TC-SEPM: Characterizing soft error resilience of CNNs on Tensor Cores from program and microarchitecture perspectives

Abstract

As an architectural CNN accelerator integrated into NVIDIA’s GPUs, existing research mainly focuses on improving the performance of Tensor Cores. However, the highly integrated Tensor Cores are vulnerable to transient faults (i.e., soft errors), causing catastrophic consequences in safety-critical applications like automatic driving. Thus, it is imperative to estimate the reliability of CNNs on Tensor Cores. However, obtaining a statistically significant resilience profile of CNNs on Tensor Cores with the existing fault injection (FI)-based reliability estimation methods is expensive.

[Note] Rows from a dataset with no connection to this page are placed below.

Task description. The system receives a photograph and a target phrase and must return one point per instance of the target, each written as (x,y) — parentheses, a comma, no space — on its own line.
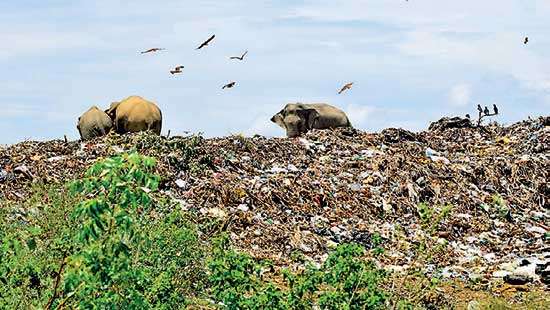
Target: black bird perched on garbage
(205,43)
(229,85)
(345,87)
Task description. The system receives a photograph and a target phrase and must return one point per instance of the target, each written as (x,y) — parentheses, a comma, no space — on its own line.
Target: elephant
(94,123)
(135,114)
(298,118)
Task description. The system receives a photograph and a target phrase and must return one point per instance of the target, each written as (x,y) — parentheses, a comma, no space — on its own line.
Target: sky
(411,62)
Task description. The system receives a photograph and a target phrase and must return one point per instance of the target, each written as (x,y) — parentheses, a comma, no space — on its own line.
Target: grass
(111,239)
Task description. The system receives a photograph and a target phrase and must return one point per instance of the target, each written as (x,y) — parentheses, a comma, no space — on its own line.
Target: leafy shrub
(344,281)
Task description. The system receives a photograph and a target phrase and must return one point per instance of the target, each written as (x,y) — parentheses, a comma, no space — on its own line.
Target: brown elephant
(135,114)
(298,118)
(94,123)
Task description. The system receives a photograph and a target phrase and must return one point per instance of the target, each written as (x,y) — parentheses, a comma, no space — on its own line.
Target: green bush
(344,281)
(107,241)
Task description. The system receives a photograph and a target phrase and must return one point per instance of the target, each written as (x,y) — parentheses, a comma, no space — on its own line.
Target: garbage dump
(479,196)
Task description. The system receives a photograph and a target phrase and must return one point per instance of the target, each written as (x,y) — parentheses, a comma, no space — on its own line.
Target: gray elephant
(94,123)
(298,118)
(135,114)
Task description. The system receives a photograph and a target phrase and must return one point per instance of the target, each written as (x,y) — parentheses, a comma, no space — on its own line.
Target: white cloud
(404,55)
(460,95)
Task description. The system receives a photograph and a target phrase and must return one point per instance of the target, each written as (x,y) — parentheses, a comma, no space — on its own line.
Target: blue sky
(412,61)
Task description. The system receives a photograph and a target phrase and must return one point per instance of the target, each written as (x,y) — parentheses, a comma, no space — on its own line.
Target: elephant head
(111,111)
(93,123)
(296,118)
(135,114)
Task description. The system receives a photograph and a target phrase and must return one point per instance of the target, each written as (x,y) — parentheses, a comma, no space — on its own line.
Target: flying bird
(346,87)
(177,69)
(205,43)
(151,50)
(229,85)
(239,58)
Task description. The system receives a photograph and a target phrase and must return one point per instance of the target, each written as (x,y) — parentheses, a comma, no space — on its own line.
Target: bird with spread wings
(239,58)
(229,85)
(346,87)
(177,70)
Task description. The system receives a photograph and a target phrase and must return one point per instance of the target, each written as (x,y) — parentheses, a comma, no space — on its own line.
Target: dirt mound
(464,202)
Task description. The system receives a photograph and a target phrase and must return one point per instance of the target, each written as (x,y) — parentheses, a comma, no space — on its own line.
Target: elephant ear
(111,111)
(311,116)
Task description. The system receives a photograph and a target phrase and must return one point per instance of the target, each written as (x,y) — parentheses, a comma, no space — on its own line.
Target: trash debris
(517,279)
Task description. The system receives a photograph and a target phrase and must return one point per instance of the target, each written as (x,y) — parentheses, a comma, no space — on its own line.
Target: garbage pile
(455,201)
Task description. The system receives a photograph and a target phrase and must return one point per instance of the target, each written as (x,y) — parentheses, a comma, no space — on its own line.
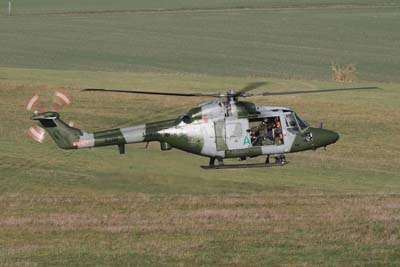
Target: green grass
(292,43)
(152,208)
(338,207)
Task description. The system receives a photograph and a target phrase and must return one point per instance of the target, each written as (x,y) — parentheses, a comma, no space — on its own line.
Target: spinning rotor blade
(149,93)
(311,91)
(251,86)
(32,102)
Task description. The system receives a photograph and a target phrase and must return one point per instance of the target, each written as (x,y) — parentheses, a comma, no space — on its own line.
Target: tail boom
(67,137)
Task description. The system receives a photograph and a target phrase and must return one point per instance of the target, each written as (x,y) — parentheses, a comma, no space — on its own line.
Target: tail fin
(65,136)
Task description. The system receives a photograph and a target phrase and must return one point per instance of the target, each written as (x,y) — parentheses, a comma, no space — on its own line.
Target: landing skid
(243,166)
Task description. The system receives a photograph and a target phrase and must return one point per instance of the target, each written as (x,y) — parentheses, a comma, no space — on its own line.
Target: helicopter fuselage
(214,129)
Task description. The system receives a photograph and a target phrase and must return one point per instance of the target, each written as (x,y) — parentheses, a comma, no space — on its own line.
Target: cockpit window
(302,123)
(291,122)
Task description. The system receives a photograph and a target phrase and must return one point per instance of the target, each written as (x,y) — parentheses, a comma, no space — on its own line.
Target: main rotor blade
(312,91)
(251,86)
(148,92)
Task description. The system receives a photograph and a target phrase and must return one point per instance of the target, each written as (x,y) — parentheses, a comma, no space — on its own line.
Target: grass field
(339,207)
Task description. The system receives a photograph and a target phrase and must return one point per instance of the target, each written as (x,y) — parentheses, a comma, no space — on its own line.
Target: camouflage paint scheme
(214,129)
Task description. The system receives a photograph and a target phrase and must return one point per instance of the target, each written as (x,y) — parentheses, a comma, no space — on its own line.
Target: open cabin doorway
(266,131)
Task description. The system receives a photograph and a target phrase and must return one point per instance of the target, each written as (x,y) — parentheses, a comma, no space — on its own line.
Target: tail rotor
(34,104)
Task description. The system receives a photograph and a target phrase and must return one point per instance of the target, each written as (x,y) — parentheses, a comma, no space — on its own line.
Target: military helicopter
(219,129)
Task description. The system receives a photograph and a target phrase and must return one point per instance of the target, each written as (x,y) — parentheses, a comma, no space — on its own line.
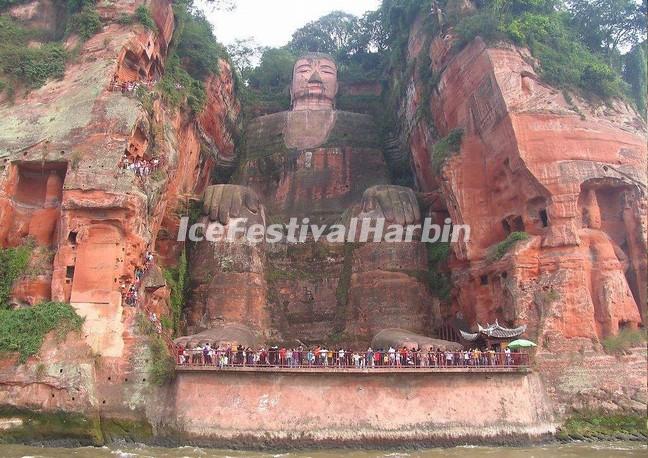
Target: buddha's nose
(315,78)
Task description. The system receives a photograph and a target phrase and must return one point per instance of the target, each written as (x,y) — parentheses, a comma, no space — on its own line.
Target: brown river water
(597,450)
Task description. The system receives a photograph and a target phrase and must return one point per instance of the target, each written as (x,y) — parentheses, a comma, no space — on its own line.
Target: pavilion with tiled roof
(492,334)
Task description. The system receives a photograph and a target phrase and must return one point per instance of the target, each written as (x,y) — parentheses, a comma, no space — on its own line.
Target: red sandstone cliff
(61,184)
(571,173)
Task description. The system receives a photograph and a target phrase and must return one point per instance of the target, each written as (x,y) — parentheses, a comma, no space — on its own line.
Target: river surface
(597,450)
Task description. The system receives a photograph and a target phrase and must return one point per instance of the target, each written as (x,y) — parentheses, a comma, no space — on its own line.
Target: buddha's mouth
(317,88)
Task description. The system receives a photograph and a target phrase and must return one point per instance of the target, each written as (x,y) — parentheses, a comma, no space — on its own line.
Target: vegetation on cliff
(31,66)
(626,339)
(23,330)
(438,278)
(553,38)
(161,364)
(13,264)
(86,22)
(601,426)
(498,251)
(194,55)
(445,148)
(176,279)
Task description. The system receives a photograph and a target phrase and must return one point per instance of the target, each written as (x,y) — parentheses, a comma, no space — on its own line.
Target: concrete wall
(348,408)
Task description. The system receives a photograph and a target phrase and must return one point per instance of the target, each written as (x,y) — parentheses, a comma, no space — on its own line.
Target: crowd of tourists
(141,167)
(227,355)
(127,87)
(129,292)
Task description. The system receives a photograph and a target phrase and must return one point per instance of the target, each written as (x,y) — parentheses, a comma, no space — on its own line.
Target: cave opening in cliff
(39,182)
(544,219)
(606,205)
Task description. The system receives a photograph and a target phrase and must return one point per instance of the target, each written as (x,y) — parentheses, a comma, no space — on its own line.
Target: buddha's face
(314,83)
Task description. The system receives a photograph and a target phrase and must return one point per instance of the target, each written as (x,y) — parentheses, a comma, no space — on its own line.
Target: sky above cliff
(272,23)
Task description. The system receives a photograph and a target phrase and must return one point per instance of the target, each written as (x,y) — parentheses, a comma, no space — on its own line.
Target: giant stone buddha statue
(321,163)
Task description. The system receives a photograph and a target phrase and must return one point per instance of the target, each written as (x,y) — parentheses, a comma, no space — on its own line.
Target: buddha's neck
(312,103)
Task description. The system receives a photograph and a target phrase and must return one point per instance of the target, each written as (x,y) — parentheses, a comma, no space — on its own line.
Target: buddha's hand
(396,204)
(224,202)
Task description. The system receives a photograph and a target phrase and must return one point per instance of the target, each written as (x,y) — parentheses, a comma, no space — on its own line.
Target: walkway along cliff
(98,167)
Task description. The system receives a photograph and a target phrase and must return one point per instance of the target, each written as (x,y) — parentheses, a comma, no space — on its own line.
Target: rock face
(569,173)
(323,166)
(61,185)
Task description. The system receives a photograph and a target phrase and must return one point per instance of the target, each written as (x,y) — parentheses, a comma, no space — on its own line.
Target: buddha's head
(314,83)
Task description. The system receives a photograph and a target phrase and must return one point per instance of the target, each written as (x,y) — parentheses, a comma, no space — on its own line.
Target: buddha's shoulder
(354,130)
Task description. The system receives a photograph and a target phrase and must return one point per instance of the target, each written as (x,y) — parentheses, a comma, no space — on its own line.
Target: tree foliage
(564,60)
(23,330)
(607,25)
(85,23)
(195,43)
(28,65)
(634,73)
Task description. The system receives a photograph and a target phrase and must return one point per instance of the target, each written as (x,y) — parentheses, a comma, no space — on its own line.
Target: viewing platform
(427,363)
(353,370)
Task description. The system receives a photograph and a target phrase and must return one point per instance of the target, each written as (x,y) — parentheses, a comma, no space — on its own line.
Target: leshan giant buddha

To this end, we build TC-SEPM to predict the error resilience of CNNs on Tensor Cores instead of FI methods. To ensure the accuracy of TC-SEPM, we first investigate resilience-related features from program and microarchitecture perspectives. Then, leveraging these heuristic features, we train machine learning models to learn the hidden relationship between error resilience and the investigated features, enabling us to predict the impact of soft errors in Tensor Cores on CNN output. Experimental results show that TC-SEPM achieves high accuracy for individual soft error resiliency prediction and overall program resilience estimation while its overhead is only 1/27 of FI methods. Additionally, TC-SEPM can provide valuable insights for programmers or architects to design more robust CNN models on Tensor Cores.